Comprendre les neurones
Outre la rétine artificielle, l’équipe de Santoro développe d’autres approches de puces bio-électroniques capables d’interagir de manière similaire avec le corps humain, en particulier avec les cellules du système nerveux. “Nous essayons d’une part de reproduire la structure tridimensionnelle des cellules nerveuses et d’autre part également leurs fonctions, par exemple le traitement et le stockage des informations”.
Les biopolymères qu’ils ont utilisés pour la rétine artificielle se sont révélés être un matériau de départ approprié. “Cela nous permet de reproduire la structure ramifiée des cellules nerveuses humaines avec leurs nombreuses dendrites. Vous pouvez vous imaginer un peu comme un arbre”, explique la scientifique. C’est important parce que les cellules réelles préfèrent ces structures tridimensionnelles ramifiées aux surfaces lisses et établissent ainsi des contacts étroits avec les cellules artificielles.

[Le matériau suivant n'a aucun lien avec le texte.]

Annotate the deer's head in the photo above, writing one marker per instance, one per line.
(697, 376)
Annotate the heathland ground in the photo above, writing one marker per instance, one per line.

Les différentes biopuces peuvent être utilisées d’une part pour étudier de vrais neurones – par exemple l’échange d’informations cellulaires. D’autre part, Santoro et son équipe espèrent pouvoir un jour utiliser leurs composants pour interférer activement avec les voies de communication des cellules afin de déclencher certains effets. Santoro pense ici par exemple à corriger les erreurs de traitement et de transmission de l’information qui se produisent dans les maladies neurodégénératives comme la maladie de Parkinson ou la maladie d’Alzheimer. Ou au soutien d’organes qui ne fonctionnent plus correctement. En outre, ces composants pourraient également servir d’interface entre des membres ou des articulations artificiels.
L’informatique pourrait également en bénéficier. Grâce à leurs caractéristiques, ces puces sont prédestinées à servir de matériel pour les réseaux neuronaux artificiels. Jusqu’à présent, les programmes d’IA fonctionnent encore avec des processeurs classiques qui ne peuvent pas adapter leur structure. Ils ne font qu’imiter le fonctionnement auto-apprenant des réseaux neuronaux changeants à l’aide d’un logiciel sophistiqué. C’est très inefficace. Les neurones artificiels pourraient combler cette lacune actuelle : “Ils permettraient de mettre en place une technique informatique qui imite le fonctionnement du cerveau à tous les niveaux”, explique M. Santoro.